Hi Folks,

Radia Perlman in the 70s when at student at MIT did extensive experiments with 
preliterate children and the LOGO turtle and built a number of interfaces for 
them. She also spent some time at Xerox PARC where we duplicated her interfaces 
and did many similar experiments with chldren 3 years on up.

Might be worth exploring what's already been done here to get ideas and takeoff 
points.

Cheers,

Alan




________________________________
From: "fors...@ozonline.com.au" <fors...@ozonline.com.au>
To: iaep@lists.sugarlabs.org
Sent: Saturday, June 13, 2009 7:08:26 PM
Subject: [IAEP]  [Grassroots-l] OLPC in Kindergarten

Edward wrote

"I am working on a version of Turtle Art
that will use icons rather than text labels on the tiles, and I want
to test how much of it the preliterate can grasp, and what we can
teach using that capability. We can demonstrate many topics in Turtle
Art, even if the children can't yet program such demos unaided."

Edward, to progress discussion, I have done a mock up graphic at 
http://wiki.sugarlabs.org/go/User:Tonyforster

I have only done some blocks. I have concentrated on turtle motion, pen and 
flow control.

I think the mathematics blocks are best left as is. 

Others, eg push and pop heap may be too difficult for pre-literate children to 
bother with. Likewise the portfolio and red box tabs. 

(Maybe keyboard input is important enough to bother with but the 2 step process 
it uses, one block to read kyb and another for its value, is conceptually 
difficult. First the interface should be simplified.)
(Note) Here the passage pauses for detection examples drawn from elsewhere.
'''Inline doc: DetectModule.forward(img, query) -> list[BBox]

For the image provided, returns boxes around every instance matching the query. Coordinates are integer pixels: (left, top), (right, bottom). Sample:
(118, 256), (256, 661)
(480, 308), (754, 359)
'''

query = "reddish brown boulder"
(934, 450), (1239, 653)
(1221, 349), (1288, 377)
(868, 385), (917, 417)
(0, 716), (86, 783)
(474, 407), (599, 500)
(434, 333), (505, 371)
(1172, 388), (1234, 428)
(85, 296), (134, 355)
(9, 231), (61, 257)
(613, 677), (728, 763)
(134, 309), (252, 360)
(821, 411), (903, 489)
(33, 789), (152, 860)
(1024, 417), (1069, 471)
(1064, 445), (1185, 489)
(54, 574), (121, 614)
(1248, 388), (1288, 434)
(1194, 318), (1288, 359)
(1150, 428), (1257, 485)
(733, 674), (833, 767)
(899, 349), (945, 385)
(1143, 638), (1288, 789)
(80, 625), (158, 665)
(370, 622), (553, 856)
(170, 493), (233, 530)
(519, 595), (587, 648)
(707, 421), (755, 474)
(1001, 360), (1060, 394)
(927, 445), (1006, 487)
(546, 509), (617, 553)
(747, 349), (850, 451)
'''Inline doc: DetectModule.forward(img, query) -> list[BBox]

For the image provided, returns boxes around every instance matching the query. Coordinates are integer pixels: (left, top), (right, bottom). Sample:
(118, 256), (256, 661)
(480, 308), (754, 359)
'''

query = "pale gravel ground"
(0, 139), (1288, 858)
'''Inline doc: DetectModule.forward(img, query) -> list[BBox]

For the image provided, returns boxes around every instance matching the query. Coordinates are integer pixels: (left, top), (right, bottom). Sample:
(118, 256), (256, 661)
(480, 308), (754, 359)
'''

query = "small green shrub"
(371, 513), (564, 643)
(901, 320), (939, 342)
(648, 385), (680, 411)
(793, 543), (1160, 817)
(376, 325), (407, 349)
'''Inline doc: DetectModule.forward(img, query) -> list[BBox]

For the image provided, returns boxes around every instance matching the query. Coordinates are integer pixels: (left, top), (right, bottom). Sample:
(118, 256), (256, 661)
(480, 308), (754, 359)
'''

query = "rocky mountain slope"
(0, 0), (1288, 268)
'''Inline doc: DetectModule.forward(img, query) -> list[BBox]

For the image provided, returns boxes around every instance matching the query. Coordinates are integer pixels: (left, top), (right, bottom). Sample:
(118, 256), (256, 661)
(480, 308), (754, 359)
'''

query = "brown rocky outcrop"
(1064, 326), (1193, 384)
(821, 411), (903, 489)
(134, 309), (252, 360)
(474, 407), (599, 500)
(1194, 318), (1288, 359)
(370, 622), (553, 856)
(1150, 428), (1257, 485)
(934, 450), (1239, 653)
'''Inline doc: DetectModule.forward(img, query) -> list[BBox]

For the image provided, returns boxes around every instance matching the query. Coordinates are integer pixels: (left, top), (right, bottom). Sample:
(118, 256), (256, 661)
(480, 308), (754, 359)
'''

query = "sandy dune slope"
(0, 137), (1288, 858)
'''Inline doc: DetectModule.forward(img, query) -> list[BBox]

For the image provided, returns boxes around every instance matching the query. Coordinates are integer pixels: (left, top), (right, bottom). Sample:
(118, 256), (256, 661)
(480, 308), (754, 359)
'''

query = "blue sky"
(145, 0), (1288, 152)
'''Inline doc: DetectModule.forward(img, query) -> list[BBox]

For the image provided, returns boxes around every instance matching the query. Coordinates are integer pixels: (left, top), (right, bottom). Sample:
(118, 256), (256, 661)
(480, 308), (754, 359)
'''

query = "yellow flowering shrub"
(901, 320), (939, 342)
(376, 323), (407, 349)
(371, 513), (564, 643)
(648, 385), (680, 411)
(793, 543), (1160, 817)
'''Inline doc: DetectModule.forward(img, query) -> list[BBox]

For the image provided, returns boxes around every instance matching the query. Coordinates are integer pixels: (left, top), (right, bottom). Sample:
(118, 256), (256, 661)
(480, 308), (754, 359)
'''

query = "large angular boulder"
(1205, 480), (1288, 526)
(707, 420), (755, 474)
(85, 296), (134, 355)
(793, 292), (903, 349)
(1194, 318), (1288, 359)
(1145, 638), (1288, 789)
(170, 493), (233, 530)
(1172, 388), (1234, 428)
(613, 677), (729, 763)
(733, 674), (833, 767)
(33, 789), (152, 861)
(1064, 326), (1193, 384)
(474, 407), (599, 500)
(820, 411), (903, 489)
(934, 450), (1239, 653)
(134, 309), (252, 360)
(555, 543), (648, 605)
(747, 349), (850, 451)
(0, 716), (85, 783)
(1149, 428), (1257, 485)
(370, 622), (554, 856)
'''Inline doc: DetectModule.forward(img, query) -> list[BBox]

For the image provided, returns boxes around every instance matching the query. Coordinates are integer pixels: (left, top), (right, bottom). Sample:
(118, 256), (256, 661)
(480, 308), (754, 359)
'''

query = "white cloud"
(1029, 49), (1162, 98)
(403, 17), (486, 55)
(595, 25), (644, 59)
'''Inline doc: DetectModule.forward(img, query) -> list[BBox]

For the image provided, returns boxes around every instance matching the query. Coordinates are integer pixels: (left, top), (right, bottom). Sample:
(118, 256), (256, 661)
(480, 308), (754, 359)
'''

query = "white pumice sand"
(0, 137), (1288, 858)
Questions the exercise has raised for me:

To what extent could pre-literate children use Turtle Art?
Are graphics on blocks really better than text?
Does keeping text labels help develop literacy?
What graphics are best? 
Should the more difficult blocks be omitted or kept with text labels?
Should they be on different tabs if retained?
Where can we do user testing and get feedback?